See More: Cloud-Native Persistent Storage: 4 Key Deployment Considerations

The Continuum Difference

According to research conducted for Accenture’s new report, Ever Ready for Every Opportunity: How to Unleash Competitiveness on the Cloud Continuum, the difference in approach leads to significantly better business outcomes for the small subset around 12% of enterprises that are continuum competitors. 

For example, they are two-to-three times more likely to innovate and re-engineer knowledge work. They also achieve much greater cost savings than their peers (1.2 times greater in the U.S. and 2.7 times greater in Europe). Even sustainability and financial goals are bolstered, as continuum competitors are three times more likely to leverage the cloud to pursue energy-saving initiatives while targeting up to 50% more business measures such as accelerating the growth of their customer base or their go-to-market speed.

If any doubt remained, it can now be put aside. The deeper you go into the cloud, and the more you integrate your cloud capabilities, the more benefits you will experience. Without that integration, businesses will succeed only in creating cloud silos that stop the innovation, data and best practices achieved in one part of the organization from benefiting others. 

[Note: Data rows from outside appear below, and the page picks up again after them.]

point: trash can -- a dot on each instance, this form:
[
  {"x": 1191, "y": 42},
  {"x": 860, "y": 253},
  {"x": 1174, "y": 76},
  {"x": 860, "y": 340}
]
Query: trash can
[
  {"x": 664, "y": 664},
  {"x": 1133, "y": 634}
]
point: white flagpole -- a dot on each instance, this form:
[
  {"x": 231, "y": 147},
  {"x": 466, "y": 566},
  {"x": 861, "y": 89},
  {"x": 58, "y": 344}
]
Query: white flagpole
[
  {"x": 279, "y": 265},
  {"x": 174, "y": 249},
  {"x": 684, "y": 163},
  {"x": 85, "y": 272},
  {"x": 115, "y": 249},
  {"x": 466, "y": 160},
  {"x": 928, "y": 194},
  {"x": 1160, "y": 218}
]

See More: Leverage Cloud To Transform Engineering and Build an Agile Model

Make the Leap, Take the Lead

This all begs the crucial question: what steps can businesses take to become continuum competitors? From studying the work of Carlsberg and a range of other continuum leaders, including Siemens, 3M, Starbucks, Roche, and Walgreens, we’ve identified four key actions that any company can take:

  1. Have a clear vision – Every journey should begin with a strategy that identifies competitive vulnerabilities and clearly defines core values as well as current and future capabilities
  2. Couple technology adoption with cloud practices that support the pace of change – Agility is a mindset that needs to be established for cloud-first apps, talent transformation, IT experimentation and compute awareness to thrive
  3. Prioritize experience above all – Push it closer to where customers, partners and employees engage by using human-centered design and cloud-based technologies such as edge computing.
  4. Recognize the all-hands nature of cloud transformation – Inform everyone across your organization of the cloud’s ever-improving potential and best practices by establishing business objectives, setting appropriate risk levels and promoting and culture of agility and growth

Continuum competitors are redefining what it means to leverage the potential of the cloud. They are using cloud-based technologies such as AI/ML, hybrid cloud, edge, 5G, platform-as-a-service, and others to upgrade their factories, optimize supply chains, and inject sustainability into their products. More importantly, they are reshaping their industries through innovation and agility. As economies recover from the pandemic, Continuum competitors will be best placed to innovate and thrive. Now is the time to join their number.